Imagine that you’re stargazing on a clear night from some location in the mid-northern latitudes, such as southern Europe, Japan, or the central United States. Suppose that you sit down and examine the constellations on every clear evening, a couple of hours after sunset, for an entire year. Sometimes the Moon is up, and sometimes it isn’t. Its phase and brightness affect the number of stars you see even on the most cloud-free, haze-free nights. But some constellations stand out enough to be seen on any evening when the weather permits. The constellations near the north celestial pole are visible all year long. The following subsections describe these primary constellations.

Star Brightness and Polaris

Star Brightness

In this chapter, stars are illustrated at three relative levels of brightness. Dim stars are small black dots. Stars of medium brilliance are larger black dots. Bright stars are circles with black dots at their centers. But the terms dim, medium, and bright are not intended to be exact or absolute. In New York City, some of the dim stars shown in these drawings are invisible, even under good viewing conditions, because of scattered artificial light. After your eyes have had an hour to adjust to the darkness on a moonless, clear night in the mountains of Wyoming, some of the dim stars in these illustrations will look fairly bright. The gray lines connecting the stars (reminiscent of dot-to-dot children’s drawings) are intended to emphasize the general shapes of the constellations. The lines do not, of course, appear in the real sky, although they are often shown in planetarium presentations and are commonly included in sky maps.

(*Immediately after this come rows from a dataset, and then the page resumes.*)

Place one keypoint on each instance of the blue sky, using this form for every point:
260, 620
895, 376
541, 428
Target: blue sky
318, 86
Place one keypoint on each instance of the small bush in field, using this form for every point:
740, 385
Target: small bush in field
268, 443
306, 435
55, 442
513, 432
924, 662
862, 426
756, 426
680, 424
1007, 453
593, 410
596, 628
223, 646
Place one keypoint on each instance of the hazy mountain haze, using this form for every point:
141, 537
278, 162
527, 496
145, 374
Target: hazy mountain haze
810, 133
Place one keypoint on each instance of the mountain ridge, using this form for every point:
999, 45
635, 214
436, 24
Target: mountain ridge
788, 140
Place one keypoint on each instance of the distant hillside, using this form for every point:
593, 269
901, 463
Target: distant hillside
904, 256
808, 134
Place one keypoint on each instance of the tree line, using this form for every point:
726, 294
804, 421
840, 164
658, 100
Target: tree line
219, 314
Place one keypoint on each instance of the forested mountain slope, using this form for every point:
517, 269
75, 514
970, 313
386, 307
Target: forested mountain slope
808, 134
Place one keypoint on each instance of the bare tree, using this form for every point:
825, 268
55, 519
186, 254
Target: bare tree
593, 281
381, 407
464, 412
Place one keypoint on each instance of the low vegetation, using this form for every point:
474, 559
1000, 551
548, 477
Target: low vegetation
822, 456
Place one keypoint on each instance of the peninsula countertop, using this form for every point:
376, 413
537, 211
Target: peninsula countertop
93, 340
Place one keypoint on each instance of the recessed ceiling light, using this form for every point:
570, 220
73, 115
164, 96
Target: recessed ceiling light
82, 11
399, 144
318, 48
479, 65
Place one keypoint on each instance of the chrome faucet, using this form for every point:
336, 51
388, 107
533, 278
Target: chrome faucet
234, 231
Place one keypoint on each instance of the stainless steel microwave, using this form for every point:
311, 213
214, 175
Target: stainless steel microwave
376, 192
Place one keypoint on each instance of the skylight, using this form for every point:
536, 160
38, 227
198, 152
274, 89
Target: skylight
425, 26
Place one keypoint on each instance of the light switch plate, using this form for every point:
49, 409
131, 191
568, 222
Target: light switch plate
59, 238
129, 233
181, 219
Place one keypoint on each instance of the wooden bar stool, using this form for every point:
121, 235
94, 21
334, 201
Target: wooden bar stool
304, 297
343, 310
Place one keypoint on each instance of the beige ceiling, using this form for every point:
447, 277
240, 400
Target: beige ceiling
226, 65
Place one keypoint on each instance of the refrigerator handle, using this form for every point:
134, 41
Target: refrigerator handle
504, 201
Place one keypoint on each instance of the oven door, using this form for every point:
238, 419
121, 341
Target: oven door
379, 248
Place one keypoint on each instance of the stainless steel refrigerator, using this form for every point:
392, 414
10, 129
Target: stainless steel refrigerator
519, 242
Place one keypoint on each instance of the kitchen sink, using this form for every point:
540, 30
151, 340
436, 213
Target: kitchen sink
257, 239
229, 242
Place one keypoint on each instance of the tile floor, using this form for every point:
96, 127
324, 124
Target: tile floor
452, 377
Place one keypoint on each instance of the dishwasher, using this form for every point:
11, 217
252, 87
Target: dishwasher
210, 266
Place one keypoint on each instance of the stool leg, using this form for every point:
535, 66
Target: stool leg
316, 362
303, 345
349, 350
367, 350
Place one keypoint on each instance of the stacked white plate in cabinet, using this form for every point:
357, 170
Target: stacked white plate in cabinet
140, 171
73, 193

One special, moderately bright star stays fixed in the sky all the time, day and night, season after season, and year after year. This star, called Polaris , or the pole star , is a white star of medium brightness. It can be found in the northern sky at an elevation equal to your latitude. If you live in Minneapolis, for example, Polaris is 45 degrees above the northern horizon. If you live on the Big Island of Hawaii, it is about 20 degrees above the horizon. If you live in Alaska, it’s about 60 to 65 degrees above the horizon. At the equator, it’s on the northern horizon. People in the southern hemisphere never see it.

Polaris makes an excellent reference for the northern circumpolar constellations and in fact for all the objects in the sky as seen from any location in Earth’s northern hemisphere. No matter where you might be, if you are north of the equator, Polaris always defines the points of the compass. Navigators and explorers have known this for millennia. You can use the pole star as a natural guide on any clear night.

Ursa Minor

Polaris rests at the end of the “handle” of the so-called little dipper. The formal name for this constellation is Ursa Minor , which means “little bear.” One might spend quite a while staring at this constellation before getting the idea that it looks like a bear, but that is the animal for which it is named, and whoever gave it that name must have had a reason. Most constellations are named for animals or mythological figures that don’t look anything like them, so you might as well get used to this. The general shape of Ursa Minor is shown in Fig. 2-1. Its orientation varies depending on the time of night and the time of year.

Stars and Constellations Circumpolar Constellations Ursa Minor

Figure 2-1. Ursa Minor is commonly known as the “little dipper.”